Rick Warren, Pastor of Saddleback Church says it this way:
He's [Paul] saying that no job is too small: no job is too menial: no job is too insignificant when you have the right motive and perspective. We should think, I'm doing it for God; I'm doing this job as if I'm doing it for the Lord. I used to clean meat lockers in a butcher shop, and I would clean it as unto the Lord.
Warren goes on to say that if we are working for the Lord, then our motive should produce two characteristics: excellence and enthusiasm.

We should work hard and with great enjoyment because we are working for the Lord.

As I think about this, I think to myself, "Am I working for the Lord or to please my university, my dean, and my students?" Truthfully, I do need to do good work for all three of these people (and institutions), yet if I am serving the Lord first, then my actions should satisfy the rest. Matthew 6:33 NLT says it this way,

Seek the Kingdom of God above all else, and live righteously, and he will give you everything you need.

Recently, I read C.S. Lewis' "Mere Christianity," and in it, Lewis offers his own explanation of why we must put God first in all things.  In his "Letters," he writes,
When I have learnt to love God better than my earthly dearest, I shall love my earthly dearest better than I do now. In so far as I learn to love my earthly dearest at the expense of God and instead of God, I shall be moving towards the state in which I shall not love my earthly dearest t all. When first things are put first, second things are not suppressed but increased.
When I think about it this way, it makes sense to me. So long as I put God first, and view my practical work (as service to Him), then I have a right order and perspective on things. I am putting "first things first" so to speak. All other things will find their proper place so long as I put God first in my life. I know that I want to do this, so much so, but my flesh gets worried, stressed, and fearful when I feel as though I am failing, not doing my best, or out of my element. God has not called me to a life of luxury or of ease. No, He has called me to be diligent and faithful, to do good work, but to remember that in all things I am to serve Him first and foremost.

If my life is ordered rightly, then as Matthew said, "all the rest will be added to it." I will have everything I need to do life according to His will, His work, and His way.

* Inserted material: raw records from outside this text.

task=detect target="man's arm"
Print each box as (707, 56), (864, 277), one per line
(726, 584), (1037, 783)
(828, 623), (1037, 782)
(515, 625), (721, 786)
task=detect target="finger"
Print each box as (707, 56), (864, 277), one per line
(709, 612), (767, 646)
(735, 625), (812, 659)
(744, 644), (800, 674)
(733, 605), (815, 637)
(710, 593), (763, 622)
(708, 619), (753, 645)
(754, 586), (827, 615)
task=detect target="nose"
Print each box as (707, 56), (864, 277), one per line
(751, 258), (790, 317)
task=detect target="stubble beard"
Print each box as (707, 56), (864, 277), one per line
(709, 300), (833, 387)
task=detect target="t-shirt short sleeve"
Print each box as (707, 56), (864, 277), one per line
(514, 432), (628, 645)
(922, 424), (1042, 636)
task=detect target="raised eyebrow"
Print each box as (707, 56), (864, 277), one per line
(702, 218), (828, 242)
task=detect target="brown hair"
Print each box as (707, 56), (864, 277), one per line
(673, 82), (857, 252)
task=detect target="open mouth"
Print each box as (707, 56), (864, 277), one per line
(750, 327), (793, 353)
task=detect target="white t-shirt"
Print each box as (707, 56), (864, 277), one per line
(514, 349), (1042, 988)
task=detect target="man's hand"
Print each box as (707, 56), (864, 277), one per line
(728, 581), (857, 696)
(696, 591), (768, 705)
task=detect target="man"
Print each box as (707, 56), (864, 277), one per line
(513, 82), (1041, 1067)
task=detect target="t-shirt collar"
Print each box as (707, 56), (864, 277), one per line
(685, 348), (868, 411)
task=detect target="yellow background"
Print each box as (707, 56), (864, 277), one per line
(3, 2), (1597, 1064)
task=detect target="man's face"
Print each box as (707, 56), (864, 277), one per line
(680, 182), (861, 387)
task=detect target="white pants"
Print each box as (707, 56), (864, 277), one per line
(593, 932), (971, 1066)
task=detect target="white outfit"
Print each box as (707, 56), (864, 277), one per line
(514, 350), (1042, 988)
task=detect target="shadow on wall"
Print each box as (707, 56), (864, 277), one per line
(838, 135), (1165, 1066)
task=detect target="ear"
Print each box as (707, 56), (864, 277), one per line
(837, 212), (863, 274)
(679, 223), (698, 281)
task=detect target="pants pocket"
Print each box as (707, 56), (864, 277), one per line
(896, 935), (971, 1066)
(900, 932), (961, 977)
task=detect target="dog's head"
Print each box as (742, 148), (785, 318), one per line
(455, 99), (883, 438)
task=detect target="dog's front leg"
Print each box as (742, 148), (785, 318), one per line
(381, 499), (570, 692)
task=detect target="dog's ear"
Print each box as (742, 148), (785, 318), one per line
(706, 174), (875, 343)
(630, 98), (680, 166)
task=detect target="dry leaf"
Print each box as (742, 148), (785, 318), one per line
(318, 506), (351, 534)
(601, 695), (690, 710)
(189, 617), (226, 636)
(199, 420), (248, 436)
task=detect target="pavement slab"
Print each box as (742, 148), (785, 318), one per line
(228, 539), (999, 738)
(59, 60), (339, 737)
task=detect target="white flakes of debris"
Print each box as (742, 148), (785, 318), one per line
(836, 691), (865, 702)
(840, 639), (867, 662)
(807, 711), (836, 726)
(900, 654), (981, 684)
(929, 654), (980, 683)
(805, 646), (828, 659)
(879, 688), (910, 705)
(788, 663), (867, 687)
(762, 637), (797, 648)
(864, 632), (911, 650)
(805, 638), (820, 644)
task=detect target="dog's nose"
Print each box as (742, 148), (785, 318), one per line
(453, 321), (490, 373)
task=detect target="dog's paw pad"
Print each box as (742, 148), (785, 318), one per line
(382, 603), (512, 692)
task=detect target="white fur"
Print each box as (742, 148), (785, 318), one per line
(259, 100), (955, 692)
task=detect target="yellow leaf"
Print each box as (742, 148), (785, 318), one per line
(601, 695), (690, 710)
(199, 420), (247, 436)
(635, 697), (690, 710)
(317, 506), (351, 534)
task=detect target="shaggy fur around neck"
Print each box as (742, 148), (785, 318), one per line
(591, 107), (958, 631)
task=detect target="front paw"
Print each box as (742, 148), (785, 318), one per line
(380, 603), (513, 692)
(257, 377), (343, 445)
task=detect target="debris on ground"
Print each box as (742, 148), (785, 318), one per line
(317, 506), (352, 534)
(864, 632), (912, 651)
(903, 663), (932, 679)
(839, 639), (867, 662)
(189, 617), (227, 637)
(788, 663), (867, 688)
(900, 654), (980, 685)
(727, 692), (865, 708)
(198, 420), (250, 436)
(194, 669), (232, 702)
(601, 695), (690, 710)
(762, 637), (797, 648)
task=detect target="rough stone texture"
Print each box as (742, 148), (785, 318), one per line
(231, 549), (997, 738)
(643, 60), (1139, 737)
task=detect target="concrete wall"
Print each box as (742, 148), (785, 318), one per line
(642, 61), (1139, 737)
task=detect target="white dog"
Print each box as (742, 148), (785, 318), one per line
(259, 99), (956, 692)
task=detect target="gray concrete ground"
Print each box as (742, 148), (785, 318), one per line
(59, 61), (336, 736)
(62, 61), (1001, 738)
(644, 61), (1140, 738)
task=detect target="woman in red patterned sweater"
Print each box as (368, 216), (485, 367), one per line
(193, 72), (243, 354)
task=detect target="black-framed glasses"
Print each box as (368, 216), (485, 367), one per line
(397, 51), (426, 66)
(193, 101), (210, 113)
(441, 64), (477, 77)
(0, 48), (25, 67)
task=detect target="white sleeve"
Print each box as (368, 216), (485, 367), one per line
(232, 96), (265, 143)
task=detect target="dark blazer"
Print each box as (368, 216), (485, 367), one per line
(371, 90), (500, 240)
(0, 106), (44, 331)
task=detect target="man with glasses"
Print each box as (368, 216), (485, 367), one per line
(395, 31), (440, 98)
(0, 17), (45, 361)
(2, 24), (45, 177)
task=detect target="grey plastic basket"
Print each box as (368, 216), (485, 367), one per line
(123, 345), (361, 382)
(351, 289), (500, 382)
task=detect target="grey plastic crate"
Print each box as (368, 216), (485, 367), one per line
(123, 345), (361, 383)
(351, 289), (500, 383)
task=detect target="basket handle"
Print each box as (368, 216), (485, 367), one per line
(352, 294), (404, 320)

I get it now. I see how I have put pleasing my students into a higher rank than I should. I have considered their feelings and satisfaction as being more important than pleasing the Lord with my excellence and enthusiasm. I am to work for God's approval and not man's. No matter how good it sounds, how much it makes sense to please another person, it should never take precedent over what we do in God's Name. After all, like David said,

I will tell of your name to my brothers and sisters; in the midst of the congregation, I will praise you!

It is God whom we praise, not men. May His Name be praised today and forever more. Amen, so be it. Selah (Pause and calmly think about it!)